Other classics that I urge you to pour into your ear are Apple Tango: Lost Property and any Hamlet Cigar radio ad from the 80s and early 90s. Sorry, they’re all British, but what the English lack in oral hygiene they more than make up for in radio ad writing. Check out the Aerials Foundation Hall Of Fame right here:
So, where is this going? Well, as the title clearly indicates, those gems of radio are disappearing faster than your hard-earned cash in a gas pump. I seriously cannot remember the last time I heard a good radio ad. Or even an average one. Or just a plain old dull one. They all suck more dicks than a $10 crack whore.
I’m not sure what happened to the need for imagination in this medium, but it’s certainly in short supply. Here are the common factors in today’s radio ads:
1: Cram as much crap into 30 seconds as possible
2: Include a phone number and repeat it at least 4 times
3: Assume the listener has the IQ of a houseplant
4: Forget about any inclusion of a creative idea, it’s a waste of time
Here’s a quick rundown of your typical crappy radio ad that plays every 20 minutes to annoy the living shit out of you.
“Hey John, you look down. What’s up?”
“Oh Jane, it’s this insurance bill. There’s no way I can afford it.”
“Well have you tried Asswipe Insurance?”
“Asswipe insurance? What’s that?!”
“I have it. I just called them on 1-800-ASSWIPE and they saved me 30%!”
“30%! Wow, let me grab a pen and write down that number. What was it?”
“Thanks Jane, I’m calling them right now.”
VO: (reads 4000 words of legal crap in 5 seconds)
You get the idea. Well, there isn’t one, it’s as creative as Donald Trump’s hairstyle and just as dated. If TV and print advertising sucked this bad, there wouldn’t be TV shows or magazines.

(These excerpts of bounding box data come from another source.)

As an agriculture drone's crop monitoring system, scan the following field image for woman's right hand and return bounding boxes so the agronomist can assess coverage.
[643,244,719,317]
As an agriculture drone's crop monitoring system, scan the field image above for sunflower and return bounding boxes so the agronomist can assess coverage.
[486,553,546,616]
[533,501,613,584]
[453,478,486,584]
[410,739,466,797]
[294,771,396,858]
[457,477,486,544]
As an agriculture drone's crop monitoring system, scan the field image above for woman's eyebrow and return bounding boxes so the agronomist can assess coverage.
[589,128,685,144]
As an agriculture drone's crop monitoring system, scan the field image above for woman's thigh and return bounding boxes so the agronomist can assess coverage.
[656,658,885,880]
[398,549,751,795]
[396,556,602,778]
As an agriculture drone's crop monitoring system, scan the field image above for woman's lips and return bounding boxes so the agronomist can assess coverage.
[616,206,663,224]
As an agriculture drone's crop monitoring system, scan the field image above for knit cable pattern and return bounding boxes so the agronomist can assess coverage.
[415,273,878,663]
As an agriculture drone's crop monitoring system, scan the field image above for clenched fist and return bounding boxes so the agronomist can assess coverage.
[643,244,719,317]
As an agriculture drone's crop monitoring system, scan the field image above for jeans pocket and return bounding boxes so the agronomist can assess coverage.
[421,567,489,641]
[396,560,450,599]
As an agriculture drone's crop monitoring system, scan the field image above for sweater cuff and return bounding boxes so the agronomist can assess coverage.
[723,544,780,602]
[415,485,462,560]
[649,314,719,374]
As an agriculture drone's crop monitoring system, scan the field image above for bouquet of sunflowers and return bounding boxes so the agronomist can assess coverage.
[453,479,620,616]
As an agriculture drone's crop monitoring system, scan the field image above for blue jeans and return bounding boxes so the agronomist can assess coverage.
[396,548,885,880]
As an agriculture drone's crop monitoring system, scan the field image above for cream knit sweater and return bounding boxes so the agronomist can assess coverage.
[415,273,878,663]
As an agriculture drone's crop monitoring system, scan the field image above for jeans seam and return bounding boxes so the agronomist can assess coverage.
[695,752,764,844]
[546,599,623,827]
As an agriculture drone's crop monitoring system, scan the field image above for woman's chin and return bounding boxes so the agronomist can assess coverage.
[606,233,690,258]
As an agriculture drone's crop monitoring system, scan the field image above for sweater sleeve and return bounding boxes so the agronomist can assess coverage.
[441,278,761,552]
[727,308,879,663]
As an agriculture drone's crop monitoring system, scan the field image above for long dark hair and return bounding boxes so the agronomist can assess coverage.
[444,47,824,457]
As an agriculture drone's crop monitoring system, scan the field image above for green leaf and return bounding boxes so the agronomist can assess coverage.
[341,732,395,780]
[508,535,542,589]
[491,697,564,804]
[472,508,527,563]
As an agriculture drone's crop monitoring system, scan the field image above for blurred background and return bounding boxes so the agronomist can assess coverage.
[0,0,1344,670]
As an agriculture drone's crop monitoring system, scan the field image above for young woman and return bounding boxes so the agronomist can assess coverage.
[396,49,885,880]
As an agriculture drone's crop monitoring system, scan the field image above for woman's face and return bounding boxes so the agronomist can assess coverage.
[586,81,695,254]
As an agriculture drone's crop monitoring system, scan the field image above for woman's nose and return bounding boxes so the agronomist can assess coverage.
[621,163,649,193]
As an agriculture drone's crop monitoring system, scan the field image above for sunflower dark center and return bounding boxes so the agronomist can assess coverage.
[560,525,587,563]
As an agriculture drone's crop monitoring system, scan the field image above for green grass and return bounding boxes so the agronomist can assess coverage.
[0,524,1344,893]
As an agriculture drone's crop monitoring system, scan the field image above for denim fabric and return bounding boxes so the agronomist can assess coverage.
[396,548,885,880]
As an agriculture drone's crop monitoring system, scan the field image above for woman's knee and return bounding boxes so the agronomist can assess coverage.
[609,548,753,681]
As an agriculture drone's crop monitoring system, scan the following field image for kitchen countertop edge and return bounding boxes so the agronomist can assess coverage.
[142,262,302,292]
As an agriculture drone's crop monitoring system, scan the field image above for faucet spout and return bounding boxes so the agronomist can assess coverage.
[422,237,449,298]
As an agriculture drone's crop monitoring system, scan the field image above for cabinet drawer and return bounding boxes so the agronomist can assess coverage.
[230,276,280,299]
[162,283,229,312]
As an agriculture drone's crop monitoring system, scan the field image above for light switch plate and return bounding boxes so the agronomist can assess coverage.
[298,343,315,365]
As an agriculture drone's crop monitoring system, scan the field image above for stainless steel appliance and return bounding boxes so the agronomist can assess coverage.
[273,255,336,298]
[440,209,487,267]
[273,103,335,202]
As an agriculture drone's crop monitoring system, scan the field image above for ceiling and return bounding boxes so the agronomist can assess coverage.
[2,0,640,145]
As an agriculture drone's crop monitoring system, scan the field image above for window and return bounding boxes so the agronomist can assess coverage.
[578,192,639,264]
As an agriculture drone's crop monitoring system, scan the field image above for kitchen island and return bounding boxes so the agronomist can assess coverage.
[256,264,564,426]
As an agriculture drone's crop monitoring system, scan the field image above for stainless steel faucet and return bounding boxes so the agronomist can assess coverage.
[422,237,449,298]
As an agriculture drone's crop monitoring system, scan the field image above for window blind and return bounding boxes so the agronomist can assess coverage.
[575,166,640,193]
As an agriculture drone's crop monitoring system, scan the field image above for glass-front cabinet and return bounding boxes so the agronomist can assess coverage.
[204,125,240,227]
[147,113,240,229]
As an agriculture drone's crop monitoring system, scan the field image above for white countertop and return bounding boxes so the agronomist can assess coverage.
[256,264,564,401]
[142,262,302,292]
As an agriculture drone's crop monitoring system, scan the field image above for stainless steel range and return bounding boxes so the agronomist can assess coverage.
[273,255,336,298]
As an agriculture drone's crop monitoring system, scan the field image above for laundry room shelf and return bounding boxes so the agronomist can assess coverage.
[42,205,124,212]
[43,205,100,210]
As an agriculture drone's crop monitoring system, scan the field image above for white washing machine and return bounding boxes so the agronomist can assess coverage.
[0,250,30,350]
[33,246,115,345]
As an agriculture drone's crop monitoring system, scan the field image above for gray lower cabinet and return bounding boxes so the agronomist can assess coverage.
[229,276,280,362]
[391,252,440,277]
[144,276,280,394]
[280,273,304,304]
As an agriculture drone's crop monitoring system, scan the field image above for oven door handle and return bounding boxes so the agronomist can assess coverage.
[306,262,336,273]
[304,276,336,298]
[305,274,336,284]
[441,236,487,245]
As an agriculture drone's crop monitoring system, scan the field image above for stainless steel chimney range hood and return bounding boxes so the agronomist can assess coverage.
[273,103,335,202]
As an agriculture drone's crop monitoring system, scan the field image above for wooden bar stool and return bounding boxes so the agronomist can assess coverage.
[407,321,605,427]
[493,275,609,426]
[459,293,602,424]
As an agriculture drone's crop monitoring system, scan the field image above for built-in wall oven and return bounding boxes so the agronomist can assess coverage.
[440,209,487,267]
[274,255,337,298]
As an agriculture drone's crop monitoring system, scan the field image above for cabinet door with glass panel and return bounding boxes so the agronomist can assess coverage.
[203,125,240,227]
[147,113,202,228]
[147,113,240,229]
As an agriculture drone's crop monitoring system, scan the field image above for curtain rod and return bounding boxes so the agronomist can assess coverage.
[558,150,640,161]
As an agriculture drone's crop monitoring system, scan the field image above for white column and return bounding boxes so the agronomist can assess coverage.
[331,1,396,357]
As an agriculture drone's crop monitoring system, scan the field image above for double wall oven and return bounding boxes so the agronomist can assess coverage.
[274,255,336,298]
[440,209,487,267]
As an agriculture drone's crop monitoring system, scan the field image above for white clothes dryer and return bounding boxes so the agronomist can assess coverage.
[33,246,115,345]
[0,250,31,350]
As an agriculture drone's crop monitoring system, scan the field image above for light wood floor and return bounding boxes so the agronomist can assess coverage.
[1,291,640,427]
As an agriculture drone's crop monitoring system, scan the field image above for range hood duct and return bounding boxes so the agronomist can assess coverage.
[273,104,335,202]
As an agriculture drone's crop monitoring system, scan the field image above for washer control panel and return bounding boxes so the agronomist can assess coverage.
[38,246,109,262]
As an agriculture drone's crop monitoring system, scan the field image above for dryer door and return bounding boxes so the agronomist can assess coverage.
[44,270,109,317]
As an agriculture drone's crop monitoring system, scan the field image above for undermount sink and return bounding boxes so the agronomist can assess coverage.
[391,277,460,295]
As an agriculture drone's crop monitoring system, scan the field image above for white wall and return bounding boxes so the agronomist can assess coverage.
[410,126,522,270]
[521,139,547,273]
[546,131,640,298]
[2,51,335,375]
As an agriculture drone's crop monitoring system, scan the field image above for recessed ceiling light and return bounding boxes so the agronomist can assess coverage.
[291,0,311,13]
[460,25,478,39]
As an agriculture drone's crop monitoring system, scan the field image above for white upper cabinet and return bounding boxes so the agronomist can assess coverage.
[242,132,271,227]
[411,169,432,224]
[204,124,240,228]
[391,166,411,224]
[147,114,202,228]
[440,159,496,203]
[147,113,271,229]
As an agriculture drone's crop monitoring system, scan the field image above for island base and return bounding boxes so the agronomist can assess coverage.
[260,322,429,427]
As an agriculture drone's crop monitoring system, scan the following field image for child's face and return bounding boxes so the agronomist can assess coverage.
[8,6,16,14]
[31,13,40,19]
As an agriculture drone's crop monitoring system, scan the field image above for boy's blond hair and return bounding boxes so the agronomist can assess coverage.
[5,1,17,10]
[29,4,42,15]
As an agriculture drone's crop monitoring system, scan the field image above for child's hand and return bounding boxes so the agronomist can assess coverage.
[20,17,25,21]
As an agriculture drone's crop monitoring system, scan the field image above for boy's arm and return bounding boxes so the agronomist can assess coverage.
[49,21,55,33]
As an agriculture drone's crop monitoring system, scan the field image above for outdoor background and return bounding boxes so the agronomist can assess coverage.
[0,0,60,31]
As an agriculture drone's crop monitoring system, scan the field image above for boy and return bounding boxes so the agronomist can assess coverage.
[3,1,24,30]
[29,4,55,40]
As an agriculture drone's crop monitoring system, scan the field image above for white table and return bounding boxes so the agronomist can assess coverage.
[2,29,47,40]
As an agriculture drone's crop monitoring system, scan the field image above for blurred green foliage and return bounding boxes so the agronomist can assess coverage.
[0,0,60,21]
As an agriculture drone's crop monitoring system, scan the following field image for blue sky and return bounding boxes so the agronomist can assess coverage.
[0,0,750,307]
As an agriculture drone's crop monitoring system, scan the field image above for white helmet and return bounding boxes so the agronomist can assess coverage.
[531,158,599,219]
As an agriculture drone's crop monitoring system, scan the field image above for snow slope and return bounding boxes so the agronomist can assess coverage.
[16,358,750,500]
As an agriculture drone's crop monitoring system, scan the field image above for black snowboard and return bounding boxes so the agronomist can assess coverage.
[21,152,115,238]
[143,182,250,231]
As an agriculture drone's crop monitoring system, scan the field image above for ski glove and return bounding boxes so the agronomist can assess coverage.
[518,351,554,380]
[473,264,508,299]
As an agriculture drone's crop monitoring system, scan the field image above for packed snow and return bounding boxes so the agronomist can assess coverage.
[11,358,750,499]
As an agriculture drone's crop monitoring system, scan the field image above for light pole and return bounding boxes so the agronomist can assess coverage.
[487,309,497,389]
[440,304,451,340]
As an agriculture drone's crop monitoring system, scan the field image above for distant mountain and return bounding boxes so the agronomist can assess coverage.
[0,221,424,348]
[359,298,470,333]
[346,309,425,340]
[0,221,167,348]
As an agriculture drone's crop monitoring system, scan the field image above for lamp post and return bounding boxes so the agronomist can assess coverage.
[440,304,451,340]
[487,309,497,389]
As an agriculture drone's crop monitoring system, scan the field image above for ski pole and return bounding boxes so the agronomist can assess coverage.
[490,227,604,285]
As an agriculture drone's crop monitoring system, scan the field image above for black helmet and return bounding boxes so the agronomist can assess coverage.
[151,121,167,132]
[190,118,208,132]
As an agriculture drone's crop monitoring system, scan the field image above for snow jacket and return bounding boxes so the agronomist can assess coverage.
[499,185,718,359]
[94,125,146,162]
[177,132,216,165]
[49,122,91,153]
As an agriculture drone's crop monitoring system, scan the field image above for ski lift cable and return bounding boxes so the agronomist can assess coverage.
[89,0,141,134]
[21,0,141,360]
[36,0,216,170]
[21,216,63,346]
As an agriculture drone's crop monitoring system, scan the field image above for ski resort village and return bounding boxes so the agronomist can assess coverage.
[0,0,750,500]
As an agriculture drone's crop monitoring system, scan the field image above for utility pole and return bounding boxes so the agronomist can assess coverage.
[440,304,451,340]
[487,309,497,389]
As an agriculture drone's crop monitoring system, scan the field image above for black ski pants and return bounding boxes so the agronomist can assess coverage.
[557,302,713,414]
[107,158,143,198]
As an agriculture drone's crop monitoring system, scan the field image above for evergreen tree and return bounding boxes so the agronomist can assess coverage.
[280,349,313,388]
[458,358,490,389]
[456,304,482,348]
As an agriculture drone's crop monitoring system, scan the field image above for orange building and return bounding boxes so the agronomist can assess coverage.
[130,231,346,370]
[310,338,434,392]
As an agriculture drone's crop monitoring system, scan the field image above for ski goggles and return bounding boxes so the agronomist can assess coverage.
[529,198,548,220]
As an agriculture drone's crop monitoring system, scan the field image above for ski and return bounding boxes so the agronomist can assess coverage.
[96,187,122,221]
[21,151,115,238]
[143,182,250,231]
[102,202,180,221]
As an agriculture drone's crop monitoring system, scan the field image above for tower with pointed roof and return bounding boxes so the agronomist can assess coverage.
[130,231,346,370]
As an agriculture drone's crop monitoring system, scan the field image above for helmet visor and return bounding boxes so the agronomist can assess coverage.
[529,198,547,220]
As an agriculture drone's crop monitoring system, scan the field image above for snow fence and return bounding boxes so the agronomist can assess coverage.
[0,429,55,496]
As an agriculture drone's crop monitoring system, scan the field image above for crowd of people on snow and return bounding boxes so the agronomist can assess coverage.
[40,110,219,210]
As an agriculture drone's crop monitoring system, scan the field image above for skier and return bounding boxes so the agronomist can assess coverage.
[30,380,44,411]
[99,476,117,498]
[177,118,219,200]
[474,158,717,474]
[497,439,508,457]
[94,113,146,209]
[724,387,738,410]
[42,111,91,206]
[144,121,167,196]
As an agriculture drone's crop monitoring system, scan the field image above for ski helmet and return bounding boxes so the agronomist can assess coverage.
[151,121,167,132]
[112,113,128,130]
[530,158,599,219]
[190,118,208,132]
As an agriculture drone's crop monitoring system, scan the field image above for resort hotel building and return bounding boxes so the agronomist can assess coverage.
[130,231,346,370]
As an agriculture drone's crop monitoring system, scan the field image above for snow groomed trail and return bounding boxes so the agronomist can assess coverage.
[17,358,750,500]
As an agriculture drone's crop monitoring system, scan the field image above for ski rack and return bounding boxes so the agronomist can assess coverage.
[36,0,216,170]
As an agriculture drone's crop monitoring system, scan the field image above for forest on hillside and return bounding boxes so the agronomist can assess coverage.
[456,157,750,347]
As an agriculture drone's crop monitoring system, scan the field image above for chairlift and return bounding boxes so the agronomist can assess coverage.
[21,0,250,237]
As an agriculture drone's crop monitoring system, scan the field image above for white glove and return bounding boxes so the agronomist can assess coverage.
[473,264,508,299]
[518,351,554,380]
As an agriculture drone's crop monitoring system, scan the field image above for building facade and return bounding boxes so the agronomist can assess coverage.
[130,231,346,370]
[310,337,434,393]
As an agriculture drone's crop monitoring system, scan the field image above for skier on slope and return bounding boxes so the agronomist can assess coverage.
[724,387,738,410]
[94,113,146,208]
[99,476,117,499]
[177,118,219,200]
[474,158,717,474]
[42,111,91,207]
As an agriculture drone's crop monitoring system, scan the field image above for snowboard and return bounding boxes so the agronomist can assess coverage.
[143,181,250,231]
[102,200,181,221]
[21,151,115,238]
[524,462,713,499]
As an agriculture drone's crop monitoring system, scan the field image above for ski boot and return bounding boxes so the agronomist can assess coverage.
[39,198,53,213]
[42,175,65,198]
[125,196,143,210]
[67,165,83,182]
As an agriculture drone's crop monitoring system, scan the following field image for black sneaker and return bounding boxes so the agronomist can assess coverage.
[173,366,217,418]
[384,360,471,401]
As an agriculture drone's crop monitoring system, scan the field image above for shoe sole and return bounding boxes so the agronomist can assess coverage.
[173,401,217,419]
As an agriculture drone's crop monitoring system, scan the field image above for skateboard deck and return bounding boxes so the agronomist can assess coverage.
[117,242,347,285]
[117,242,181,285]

It’s ironic that in a world where print ads are now at a point where they say nothing and simply show a clever visual, radio has gone in the opposite direction. They say everything, and yet there’s nothing remotely clever or crafted about them. Maybe the lack of copy in print and TV is having a knock-on effect. The ability to craft truly compelling, creative copy is a dying art. Or, listening to my radio this morning, a dead art. From regular radio to XM, not one ad stood out. Shameful.
One of my first CDs told me that radio was great because your effects budget was limitless. In radio, you create the scene in the listener’s head. And Hollywood, with all of its 3D animation magic and ILM wizardry, cannot compete with the images you can create in your own melon. Some of my favorite TV shows started out on radio. I pay money to listen to comedy on XM, and I’m not alone. It’s not as if radio itself is dead. No, it’s just the advertising. And what makes this even more gut-wrenchingly annoying is that on commercial radio you are bombarded with these awful ads for roughly 20 minutes out of every hour. That’s considered torture in some countries.
I can already hear some creatives screaming that this is all the client’s fault. Nice fallback. But if we can persuade our clients to pay for a print ad that is basically creative masturbation, why can’t we persuade them to rethink radio and do something that stands out. Believe me, it would not be difficult to create a standout radio ad these days. That would be a big fish in a very, very small pond.
So, here’s the assignment, Denver. Can we come up with something fantastic for radio? The next time one of you gets a brief with radio included, don’t just trot out the usual crap and dismiss it as the lost cause you know radio to be. Remember, you have a captive audience and the ability to hit a message home in a way that’s unique to the medium. I’ve heard great radio. I’ve read stellar scripts.
Surely someone out there can do it. Or am I just clinging onto this dream of good radio in the same way a 6-year-old clings to his old blankie, knowing all too well that it’s shortly destined for the trash? We shall see.